前半3曲目には、『サマソニ』でも披露したBeastie Boys「(You Gotta ) Fight For Your Right (To Party)」をカバーパフォーマンス。ヒップホップシーンの先頭を走りながらも、垣根を越えて愛されていた3人組であるBeastie Boysを自分たちに重ねて選曲したというのだから納得だ。
「皆さん、ところで気づきましたか? このセトリ見たことありますよね……『サマソニ』と同じセトリなんです」「てことは、次の曲は何ですか? EIJIくん」――そうYUITOが問いかける。「僕たちと皆さんとで同じ振り付けを踊って、一緒に盛り上げる曲」とした「CRUISE MODE」では、事前にハンドルを回すような振り付けをレクチャーし、会場全体を巻き込んで自由に遊び回った。

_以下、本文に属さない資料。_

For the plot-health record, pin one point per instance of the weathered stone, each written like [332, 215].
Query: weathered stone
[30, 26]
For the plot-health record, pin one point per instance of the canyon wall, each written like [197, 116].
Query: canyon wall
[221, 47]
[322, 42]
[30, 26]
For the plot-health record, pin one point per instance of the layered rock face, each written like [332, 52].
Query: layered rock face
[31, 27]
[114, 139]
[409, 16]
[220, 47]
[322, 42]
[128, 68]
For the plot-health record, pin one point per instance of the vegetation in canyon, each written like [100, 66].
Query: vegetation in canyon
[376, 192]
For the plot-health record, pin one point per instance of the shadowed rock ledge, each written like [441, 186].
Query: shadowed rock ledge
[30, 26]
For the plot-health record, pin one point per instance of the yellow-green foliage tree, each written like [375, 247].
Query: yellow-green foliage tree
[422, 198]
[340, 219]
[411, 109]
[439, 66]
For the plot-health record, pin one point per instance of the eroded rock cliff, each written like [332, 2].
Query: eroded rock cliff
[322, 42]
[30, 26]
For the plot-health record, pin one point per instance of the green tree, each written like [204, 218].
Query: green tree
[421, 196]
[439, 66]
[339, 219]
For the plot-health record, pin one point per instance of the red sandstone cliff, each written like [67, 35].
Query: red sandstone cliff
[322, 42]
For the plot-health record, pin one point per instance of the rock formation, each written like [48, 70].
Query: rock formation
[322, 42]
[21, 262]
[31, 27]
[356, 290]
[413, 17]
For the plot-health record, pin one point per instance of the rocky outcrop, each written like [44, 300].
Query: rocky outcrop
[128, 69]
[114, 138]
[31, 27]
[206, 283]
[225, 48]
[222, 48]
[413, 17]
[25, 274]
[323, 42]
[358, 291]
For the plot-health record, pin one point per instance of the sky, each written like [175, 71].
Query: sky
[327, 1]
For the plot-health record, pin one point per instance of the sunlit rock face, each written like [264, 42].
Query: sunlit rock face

どんな曲でも「心から音楽が楽しい!」という笑顔が溢れ、身体から音楽が鳴っているようだったEIJI、トリオの中でもダンスボーカルラップのすべてにおいて個としてのアイデンティティをしっかりと発揮し、パフォーマンスに深みを与えるRennosuke、どのアングルから見ても魅せ方に長け、ハッとさせられるギャップめいた瞬間が多いYUITO……と全員が違った良さを持つ3人だが、YUITOが着替えに行っている間、EIJIとRennosukeは「弟みたいでかわいい」「真面目そうに見えて意外とふざける」とYUITOの魅力を語っている。
「さすがにYUITO探してくるわ! ちょっと待ってて!」と痺れを切らした(?)2人が去ったステージ。そこに再び登場したYUITOは、白いフードを深く被り、BLASÉ「Chosen 1」をダークな雰囲気の中でカバーした。BLASÉがもともと好きでいつか披露したいと考えていたYUITOは、今回のショーケースでソロステージがあると聴いた瞬間にこの曲を選ぶことを決めたという。“かわいい”、“美しい”という彼の普段の印象からはガラッと変わった、ギャップで魅せるヒップホップナンバーで、ラップスキルの高さを証明した。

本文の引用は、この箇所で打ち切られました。